下一章 上一章 目录 设置
32、家谱 松 ...
-
松谷家的晨间礼仪持续了整整一周,每天早上五点五十,敲门声准时响起。
金珍学会了铺床,比如床单要平整得能映出人影,被子要叠成标准的矩形,枕头要放在离床头边缘恰好一掌宽的位置。
学会了整理梳妆台,口红按色号排列,刷子朝同一个方向,连棉签都要头尾对齐。
甚至学会了厨房里的分寸,比如何时该递调料,何时该后退,何时该装作什么都没看见。
第七天早上,夫人检查完床铺,没有立刻离开。

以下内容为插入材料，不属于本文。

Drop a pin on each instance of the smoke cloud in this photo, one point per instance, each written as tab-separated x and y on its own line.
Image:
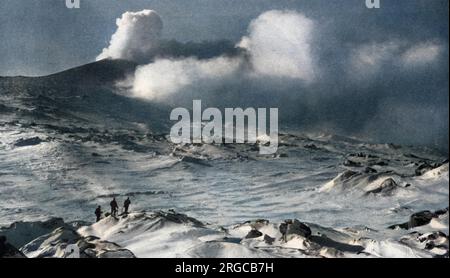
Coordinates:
136	38
386	88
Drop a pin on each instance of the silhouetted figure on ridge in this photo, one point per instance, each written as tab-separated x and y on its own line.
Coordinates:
98	213
126	205
114	207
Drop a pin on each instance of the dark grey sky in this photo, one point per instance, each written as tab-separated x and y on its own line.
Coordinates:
42	36
400	93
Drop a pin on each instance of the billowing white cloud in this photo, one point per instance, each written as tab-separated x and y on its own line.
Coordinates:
279	43
367	60
136	38
278	46
164	77
370	60
421	54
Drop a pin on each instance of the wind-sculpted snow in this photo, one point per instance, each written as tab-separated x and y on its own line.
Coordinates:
67	147
170	234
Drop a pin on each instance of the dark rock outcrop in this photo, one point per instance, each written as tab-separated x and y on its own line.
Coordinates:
387	187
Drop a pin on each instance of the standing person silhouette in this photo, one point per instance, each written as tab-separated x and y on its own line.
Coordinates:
126	205
98	213
114	207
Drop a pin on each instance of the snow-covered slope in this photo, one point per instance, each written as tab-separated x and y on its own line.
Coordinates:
68	146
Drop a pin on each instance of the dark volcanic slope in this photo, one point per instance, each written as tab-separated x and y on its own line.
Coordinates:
78	96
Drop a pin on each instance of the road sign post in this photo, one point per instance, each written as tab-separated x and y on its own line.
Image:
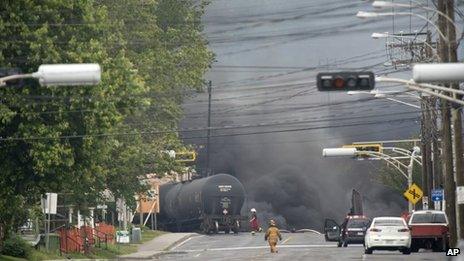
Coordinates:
413	194
437	194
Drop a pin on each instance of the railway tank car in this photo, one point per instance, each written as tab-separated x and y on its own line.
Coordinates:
211	204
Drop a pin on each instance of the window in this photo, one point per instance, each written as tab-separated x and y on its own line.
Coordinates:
358	223
389	222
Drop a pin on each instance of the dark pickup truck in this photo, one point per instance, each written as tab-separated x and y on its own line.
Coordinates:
429	229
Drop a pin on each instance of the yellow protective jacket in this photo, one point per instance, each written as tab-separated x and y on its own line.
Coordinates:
272	233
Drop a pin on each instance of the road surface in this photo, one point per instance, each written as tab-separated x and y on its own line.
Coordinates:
294	246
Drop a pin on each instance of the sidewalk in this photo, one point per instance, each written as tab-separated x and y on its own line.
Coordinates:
158	246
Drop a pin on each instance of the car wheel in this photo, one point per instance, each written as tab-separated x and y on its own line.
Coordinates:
406	251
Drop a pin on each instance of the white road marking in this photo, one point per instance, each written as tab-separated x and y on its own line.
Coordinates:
286	240
185	241
259	247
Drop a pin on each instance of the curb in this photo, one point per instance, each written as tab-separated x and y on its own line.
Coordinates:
163	252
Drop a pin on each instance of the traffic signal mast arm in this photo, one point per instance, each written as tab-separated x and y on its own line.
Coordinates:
421	87
4	80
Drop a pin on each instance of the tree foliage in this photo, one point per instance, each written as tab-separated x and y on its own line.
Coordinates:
83	140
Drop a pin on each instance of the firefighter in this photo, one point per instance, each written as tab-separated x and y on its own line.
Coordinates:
272	235
254	222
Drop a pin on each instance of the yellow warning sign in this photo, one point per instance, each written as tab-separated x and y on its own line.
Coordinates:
413	193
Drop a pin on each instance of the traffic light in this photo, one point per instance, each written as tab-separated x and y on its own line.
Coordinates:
345	81
365	147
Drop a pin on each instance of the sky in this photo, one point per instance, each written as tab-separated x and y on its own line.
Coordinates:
267	55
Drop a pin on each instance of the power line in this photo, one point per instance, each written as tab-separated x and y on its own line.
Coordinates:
141	133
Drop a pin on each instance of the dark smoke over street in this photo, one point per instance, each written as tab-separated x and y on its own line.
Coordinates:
268	53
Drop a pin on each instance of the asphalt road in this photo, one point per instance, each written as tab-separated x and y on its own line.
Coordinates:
295	246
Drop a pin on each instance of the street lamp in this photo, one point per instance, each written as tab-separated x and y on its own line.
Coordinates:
339	152
62	75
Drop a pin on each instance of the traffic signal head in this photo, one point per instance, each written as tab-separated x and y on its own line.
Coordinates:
360	148
345	81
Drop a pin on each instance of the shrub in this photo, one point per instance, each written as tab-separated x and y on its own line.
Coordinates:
16	246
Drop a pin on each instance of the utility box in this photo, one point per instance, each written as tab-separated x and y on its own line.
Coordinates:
136	235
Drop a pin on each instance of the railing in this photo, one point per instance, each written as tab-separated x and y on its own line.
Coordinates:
70	240
82	239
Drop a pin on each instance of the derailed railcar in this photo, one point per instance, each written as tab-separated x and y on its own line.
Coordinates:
211	204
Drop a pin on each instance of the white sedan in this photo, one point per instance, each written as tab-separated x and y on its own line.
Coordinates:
388	233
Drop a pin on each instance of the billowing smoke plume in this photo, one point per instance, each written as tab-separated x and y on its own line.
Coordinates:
284	174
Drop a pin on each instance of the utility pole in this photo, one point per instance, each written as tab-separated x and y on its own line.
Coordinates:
429	140
447	152
456	117
208	135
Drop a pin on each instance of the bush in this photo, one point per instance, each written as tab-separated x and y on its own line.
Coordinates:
16	246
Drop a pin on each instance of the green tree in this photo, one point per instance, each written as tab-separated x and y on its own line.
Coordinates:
83	140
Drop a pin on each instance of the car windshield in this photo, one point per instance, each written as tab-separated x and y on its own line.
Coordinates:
388	222
358	223
428	218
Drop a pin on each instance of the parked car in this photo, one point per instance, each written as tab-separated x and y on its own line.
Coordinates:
351	231
429	229
388	233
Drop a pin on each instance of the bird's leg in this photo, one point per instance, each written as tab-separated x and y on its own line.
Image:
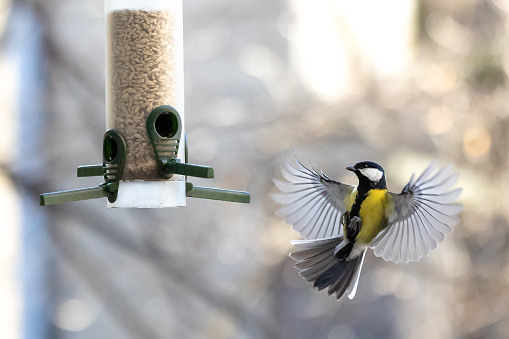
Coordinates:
353	228
344	249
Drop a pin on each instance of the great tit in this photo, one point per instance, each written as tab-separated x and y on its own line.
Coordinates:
339	222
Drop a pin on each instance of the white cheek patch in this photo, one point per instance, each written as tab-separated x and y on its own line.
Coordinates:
372	174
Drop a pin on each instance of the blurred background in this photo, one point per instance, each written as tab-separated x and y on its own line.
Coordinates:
399	82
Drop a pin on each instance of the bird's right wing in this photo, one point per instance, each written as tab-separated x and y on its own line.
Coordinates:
314	202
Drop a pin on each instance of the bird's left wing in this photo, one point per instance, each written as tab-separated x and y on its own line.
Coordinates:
314	202
420	216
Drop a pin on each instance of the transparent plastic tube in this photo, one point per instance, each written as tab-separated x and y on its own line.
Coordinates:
144	71
144	54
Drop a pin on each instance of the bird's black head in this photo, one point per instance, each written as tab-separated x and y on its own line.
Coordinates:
370	174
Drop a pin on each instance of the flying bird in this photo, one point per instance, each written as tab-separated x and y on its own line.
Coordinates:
339	222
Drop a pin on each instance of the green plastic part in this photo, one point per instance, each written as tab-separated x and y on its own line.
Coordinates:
164	128
103	190
114	153
218	194
176	167
90	171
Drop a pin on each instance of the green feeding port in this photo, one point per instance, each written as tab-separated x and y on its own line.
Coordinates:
164	128
114	151
167	124
110	148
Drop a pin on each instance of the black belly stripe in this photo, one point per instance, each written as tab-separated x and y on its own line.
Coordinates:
362	194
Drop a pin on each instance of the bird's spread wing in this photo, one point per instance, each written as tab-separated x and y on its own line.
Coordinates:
314	202
420	216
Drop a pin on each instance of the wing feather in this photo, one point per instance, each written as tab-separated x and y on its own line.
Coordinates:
312	202
420	216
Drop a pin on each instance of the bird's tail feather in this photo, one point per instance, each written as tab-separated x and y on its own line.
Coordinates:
317	264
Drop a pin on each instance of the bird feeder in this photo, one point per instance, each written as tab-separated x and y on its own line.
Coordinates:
145	158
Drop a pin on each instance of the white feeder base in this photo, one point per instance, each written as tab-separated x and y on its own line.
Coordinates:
150	194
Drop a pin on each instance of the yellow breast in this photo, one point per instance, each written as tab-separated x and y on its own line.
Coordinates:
372	214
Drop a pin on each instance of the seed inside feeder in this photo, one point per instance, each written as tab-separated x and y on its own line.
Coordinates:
142	77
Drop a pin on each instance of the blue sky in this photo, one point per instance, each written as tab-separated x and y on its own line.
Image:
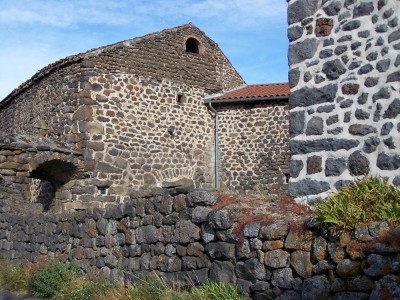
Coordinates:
33	34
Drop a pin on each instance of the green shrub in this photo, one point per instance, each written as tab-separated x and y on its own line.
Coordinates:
82	288
217	291
366	200
13	277
48	278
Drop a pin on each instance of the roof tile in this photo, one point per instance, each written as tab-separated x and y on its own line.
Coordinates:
257	91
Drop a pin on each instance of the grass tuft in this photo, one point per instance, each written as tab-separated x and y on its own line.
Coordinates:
49	277
217	291
366	200
13	277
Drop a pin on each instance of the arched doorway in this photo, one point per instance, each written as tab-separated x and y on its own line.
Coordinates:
48	177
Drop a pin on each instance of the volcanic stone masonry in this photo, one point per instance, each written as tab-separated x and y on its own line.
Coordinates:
254	146
344	59
187	238
134	110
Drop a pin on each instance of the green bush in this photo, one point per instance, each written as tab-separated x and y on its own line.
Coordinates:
13	277
48	278
366	200
217	291
82	288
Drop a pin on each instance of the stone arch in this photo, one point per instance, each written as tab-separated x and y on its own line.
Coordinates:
49	171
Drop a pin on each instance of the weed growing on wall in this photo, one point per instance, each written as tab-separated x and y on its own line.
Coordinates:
49	277
366	200
13	277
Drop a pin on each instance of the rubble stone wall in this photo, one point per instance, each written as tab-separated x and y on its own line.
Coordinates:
253	146
185	237
140	133
344	59
134	109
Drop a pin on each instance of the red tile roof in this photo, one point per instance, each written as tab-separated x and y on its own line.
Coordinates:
254	91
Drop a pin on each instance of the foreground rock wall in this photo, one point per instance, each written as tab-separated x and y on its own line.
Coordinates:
344	59
194	238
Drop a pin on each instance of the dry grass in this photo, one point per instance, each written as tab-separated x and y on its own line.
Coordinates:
287	204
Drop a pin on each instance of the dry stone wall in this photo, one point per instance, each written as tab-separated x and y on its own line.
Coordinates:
344	59
253	146
185	237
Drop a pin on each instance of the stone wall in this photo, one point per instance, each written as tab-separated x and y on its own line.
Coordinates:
193	238
253	146
344	59
134	109
32	171
143	135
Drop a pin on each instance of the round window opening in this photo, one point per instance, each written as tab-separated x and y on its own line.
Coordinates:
192	45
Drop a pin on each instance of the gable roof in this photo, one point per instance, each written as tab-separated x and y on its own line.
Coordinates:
253	92
133	48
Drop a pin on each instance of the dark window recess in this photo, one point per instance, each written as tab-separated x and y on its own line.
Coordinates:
192	45
287	177
180	98
103	191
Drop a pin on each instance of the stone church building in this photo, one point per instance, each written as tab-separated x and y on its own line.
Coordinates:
166	109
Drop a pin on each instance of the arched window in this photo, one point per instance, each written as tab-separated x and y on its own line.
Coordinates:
192	45
48	178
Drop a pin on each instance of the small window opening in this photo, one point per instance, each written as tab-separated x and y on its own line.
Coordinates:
180	98
103	191
192	45
287	177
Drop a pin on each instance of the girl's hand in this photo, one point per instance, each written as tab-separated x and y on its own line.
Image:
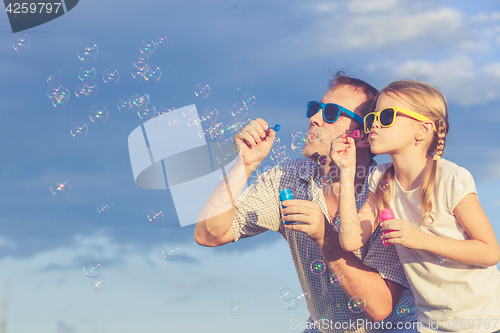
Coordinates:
402	232
343	152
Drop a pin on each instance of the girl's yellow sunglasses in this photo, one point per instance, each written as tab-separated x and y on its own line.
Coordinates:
387	116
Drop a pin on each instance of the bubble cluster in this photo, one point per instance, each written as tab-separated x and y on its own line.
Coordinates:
161	40
402	310
123	104
110	76
79	129
248	100
170	252
286	294
155	216
202	90
86	73
92	269
147	47
87	51
98	114
385	186
103	209
235	308
239	110
337	278
147	112
367	208
442	261
318	266
356	304
292	304
98	285
298	142
21	42
60	187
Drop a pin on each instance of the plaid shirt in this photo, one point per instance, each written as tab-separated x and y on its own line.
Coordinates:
259	209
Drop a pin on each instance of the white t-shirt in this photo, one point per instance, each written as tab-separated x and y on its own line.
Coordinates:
450	296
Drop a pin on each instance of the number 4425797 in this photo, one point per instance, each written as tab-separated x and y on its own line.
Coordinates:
32	7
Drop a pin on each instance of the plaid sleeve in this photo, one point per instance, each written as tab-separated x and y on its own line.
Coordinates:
385	260
258	208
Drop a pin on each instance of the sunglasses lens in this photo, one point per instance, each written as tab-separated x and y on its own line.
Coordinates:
369	121
312	109
332	113
386	117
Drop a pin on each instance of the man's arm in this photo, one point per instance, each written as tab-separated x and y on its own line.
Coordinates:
381	296
216	218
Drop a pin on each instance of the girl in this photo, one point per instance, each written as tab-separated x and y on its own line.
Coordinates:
442	235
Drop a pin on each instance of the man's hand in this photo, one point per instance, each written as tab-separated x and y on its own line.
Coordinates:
254	142
310	215
402	232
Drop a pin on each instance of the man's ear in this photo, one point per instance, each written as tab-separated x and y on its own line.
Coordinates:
363	140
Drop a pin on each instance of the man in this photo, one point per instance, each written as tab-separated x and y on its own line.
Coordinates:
370	284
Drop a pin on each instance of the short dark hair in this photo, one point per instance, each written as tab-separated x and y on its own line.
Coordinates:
342	79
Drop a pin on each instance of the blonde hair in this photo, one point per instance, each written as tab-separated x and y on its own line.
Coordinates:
427	100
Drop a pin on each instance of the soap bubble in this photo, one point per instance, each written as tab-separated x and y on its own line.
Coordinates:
98	114
87	51
60	187
239	110
202	90
98	284
249	100
79	129
286	294
138	72
86	73
92	88
165	108
385	186
147	46
325	183
370	211
139	99
141	60
110	76
92	269
82	91
235	308
463	205
155	216
170	252
300	295
356	304
337	278
292	304
161	40
323	160
123	104
147	112
318	266
298	144
103	209
209	116
402	310
442	261
21	42
153	74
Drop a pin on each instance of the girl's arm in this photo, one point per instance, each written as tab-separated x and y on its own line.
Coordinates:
481	249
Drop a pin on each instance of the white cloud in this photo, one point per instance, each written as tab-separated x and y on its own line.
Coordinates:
459	79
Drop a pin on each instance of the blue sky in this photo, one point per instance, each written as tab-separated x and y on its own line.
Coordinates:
280	51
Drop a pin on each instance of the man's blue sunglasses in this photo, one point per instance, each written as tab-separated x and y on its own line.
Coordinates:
331	111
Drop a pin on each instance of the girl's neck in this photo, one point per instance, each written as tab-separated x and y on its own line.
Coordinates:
410	169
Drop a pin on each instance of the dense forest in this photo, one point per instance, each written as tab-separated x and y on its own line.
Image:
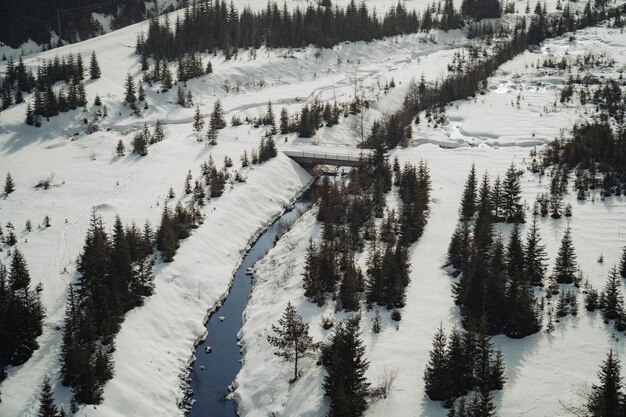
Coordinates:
24	20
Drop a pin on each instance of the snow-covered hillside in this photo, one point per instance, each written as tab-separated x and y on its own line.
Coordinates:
156	340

她走到窗边,看着庭院里修剪松树的园丁。
“金珍,”她背对着金珍说,“你搬进来也一周了。习惯了吗?”
金珍站在房间中央,手放在身前:“习惯了。”
夫人转过身,温婉的脸上带着微笑。
“那就好。今天开始,我们学点新的。”
她走到衣柜前,打开最下面的抽屉。里面不是衣服,是一本厚厚的册子,用深蓝色布面装订。
“这是松谷家的家谱。”夫人把册子放在矮桌上,“从江户时代开始,每一代的成员、姻亲、重要的交往记录,都在里面。”
金珍看着那本册子。很厚,边缘已经泛黄。
“你需要记住。”夫人翻开第一页,“首先是直系亲属。宗家的兄弟姐妹,他们的配偶和孩子。然后是重要的旁支。最后是姻亲家族——伊藤家、藤原家、中村家……”
她指着密密麻麻的名字和关系线。
“每个人的名字、称呼、家族背景、与我们家的关系深浅。下次家宴时,我会考你。”
金珍看着那些陌生的名字。有些旁边贴着小小的照片——黑白的老照片,穿着和服或西装的人,表情严肃地看着镜头。
“全部要记住?”
“全部。”夫人合上册子,“你是松谷家的儿媳,这些是你必须知道的。就像你必须知道,宗家喝茶时喜欢七十度的水温,万斋晨练后要喝温的麦茶,我不吃虾蟹是因为过敏。”
她的语气很温和,但每个字都像钉子。
“明白了。”金珍说。
夫人站起来:“下午茶会,伊藤夫人和美绪小姐会来。你一起参加。”
“是。”
夫人离开后,金珍坐在矮桌前,翻开那本家谱。
第一页是松谷家的始祖,生于宽政年间。往下,一代一代,名字、生卒、事迹。嫁进来的女人,旁边会标注娘家姓氏。嫁出去的女儿,会写到嫁入哪家,生了几个孩子。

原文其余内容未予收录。